Hypertensive disorders of pregnancy are not rare conditions; 15% of U.S. childbearing individuals experience these during at least one pregnancy, Honigberg said. Data show preeclampsia nearly doubles risks for both heart failure with reduced ejection fraction and heart failure with preserved ejection fraction.

“Cardiometabolic risk trajectories are diverging earlier than we have historically appreciated in women with high-risk pregnancy outcomes,” Honigberg said. “It is then perhaps not entirely unsurprising that this translates into long-term risk for CVD through midlife and beyond.”
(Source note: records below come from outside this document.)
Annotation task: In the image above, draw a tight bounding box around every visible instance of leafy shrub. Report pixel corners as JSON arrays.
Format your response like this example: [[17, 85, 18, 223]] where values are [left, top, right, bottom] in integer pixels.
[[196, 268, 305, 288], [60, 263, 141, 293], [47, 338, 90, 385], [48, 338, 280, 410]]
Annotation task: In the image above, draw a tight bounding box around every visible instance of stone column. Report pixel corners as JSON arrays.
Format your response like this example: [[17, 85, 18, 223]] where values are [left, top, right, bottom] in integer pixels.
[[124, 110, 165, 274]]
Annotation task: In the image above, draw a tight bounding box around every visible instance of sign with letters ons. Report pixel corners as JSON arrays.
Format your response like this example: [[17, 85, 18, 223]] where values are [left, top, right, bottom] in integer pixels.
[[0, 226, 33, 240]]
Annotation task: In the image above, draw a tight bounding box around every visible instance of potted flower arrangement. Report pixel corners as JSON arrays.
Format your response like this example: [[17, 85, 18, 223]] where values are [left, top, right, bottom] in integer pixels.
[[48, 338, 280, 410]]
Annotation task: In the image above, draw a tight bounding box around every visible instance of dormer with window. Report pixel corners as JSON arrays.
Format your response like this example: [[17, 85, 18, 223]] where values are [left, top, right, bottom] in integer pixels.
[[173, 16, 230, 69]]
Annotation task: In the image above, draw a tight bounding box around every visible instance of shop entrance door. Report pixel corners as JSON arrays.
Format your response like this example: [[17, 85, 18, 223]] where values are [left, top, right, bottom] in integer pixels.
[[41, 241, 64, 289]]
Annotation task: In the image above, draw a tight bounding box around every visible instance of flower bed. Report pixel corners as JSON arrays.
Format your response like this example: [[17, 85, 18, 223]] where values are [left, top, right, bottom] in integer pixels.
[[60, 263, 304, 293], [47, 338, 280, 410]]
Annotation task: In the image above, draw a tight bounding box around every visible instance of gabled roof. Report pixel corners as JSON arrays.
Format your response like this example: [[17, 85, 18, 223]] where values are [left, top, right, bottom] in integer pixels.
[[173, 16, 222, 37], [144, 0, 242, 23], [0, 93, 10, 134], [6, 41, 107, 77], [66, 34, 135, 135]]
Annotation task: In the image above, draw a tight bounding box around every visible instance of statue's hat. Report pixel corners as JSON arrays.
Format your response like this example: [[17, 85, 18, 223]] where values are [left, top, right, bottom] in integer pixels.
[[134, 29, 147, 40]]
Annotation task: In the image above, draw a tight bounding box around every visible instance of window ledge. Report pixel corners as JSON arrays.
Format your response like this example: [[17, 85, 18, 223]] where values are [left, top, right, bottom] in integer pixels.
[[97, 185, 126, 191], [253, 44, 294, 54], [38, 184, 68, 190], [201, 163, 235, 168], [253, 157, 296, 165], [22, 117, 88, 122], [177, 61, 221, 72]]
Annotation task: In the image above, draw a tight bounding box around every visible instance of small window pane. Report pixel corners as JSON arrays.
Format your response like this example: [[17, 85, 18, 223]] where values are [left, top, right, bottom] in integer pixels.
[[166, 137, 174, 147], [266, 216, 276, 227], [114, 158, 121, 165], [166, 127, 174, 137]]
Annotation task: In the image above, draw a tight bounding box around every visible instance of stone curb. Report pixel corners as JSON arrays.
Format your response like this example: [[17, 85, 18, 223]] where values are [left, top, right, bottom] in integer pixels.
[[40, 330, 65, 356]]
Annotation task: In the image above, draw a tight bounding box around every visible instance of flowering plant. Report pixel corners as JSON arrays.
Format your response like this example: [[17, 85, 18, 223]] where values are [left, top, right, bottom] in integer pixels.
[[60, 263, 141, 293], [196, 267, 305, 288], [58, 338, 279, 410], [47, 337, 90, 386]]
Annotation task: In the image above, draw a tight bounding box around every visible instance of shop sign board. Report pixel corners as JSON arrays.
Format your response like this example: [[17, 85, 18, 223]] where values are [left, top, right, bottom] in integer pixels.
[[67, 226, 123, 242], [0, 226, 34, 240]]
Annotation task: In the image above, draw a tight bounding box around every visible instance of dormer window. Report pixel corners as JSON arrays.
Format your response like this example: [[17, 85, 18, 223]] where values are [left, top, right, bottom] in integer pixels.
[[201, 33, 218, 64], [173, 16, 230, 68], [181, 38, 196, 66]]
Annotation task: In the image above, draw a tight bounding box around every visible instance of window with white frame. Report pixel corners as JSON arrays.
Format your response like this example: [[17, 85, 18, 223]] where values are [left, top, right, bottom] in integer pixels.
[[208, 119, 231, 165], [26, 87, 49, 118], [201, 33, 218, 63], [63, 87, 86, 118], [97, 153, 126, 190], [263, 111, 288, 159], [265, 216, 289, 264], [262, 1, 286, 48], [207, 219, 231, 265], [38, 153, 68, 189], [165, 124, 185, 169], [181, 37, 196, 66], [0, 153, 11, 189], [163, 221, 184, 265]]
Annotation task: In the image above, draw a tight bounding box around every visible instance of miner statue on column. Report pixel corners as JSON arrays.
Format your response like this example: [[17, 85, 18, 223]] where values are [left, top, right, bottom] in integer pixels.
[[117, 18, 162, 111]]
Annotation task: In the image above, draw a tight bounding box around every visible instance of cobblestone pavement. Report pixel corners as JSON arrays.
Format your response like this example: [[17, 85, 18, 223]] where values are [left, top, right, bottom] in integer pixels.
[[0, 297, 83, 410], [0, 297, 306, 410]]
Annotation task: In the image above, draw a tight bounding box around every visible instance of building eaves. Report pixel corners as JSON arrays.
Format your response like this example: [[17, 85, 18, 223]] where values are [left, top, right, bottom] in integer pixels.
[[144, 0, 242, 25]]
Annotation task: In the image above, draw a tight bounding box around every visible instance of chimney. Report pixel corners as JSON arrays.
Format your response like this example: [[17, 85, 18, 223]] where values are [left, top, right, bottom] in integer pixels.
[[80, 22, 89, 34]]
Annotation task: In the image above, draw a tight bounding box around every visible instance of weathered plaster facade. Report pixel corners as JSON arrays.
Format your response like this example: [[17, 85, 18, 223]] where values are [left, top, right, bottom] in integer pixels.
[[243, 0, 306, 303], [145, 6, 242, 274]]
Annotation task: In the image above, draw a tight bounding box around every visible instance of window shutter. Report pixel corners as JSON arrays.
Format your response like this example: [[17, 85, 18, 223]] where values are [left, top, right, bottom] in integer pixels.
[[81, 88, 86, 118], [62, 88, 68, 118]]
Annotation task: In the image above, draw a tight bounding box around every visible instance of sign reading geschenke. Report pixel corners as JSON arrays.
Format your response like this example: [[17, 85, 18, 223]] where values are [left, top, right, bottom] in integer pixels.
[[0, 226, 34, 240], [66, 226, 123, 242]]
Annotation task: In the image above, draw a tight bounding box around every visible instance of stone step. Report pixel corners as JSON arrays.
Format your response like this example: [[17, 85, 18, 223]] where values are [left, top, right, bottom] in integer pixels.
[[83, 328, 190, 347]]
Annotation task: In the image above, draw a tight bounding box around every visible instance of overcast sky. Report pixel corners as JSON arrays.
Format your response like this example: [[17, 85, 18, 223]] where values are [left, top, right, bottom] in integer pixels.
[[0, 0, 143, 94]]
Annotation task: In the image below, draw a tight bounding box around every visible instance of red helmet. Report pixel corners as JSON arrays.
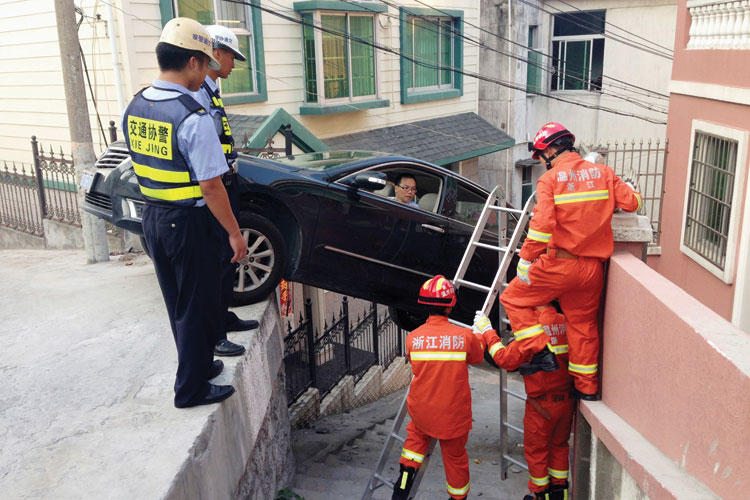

Heightened CVD risk associated with premature menopause extends to a diverse set of CV conditions, including coronary artery disease, ischemic stroke, heart failure and atrial fibrillation, and does not appear to be fully explained by postmenopausal sex hormone deficiency. Honigberg said data show that some of the most “striking” HRs with premature menopause were for aortic stenosis.

“The HR associated with surgical menopause before age 30 [years] was 17. We still don’t fully understand that association,” Honigberg said. “There is a lot more work to do specifically with valvular aging and the effects of sex hormones on that.”

Role for coronary artery calcium score

Honigberg said a history of adverse pregnancy outcomes and premature menopause are now incorporated in multi-society guidelines as risk-enhancing factors to refine risk assessment for coronary heart disease and stroke and guide allocation of primary prevention statin therapy. The pooled cohort equation risk calculator, which estimates 10-year risk for CVD, can guide prevention efforts for midlife women with these risk-enhancing factors, Honigberg said.

If the risk is uncertain, consider measuring coronary artery calcium (CAC) in selected adults, Honigberg said. A CAC score of zero is considered lower risk for CVD; a CAC score between 1 and 99 favors initiating statin therapy, especially after age 55 years. A CAC score of 100 or greater and/or in the 75th percentile or greater for age, sex or race favors initiating statin therapy with the goal of preventing a first myocardial infarction or stroke.

“[CAC] is not perfect, but a good proxy for the presence of underlying atherosclerosis,” Honigberg said.

Honigberg said a history of reproductive risk factors represents an opportunity for comprehensive risk factor screening, refinement of CVD risk assessment, and implementation of primordial and primary prevention to optimize long-term cardiometabolic health in women.

A smarter risk assessment: Include reproductive history

Honigberg also highlighted a “prevention paradox”: Most CVD events occur in individuals who do not have high predicted CV risk.

“This seems counterintuitive — the high-risk group has the highest relative risk, but the issue is the denominator of the other groups is much, much larger,” Honigberg said. “We miss people if we only think about the high-risk [group]. The implication of this insight is we should apply certain low-tech, cheap and effective interventions more broadly across populations, but also that we should get smarter about refining our risk assessment tools. Simply asking reproductive history of our female patients is one very good way to do that.”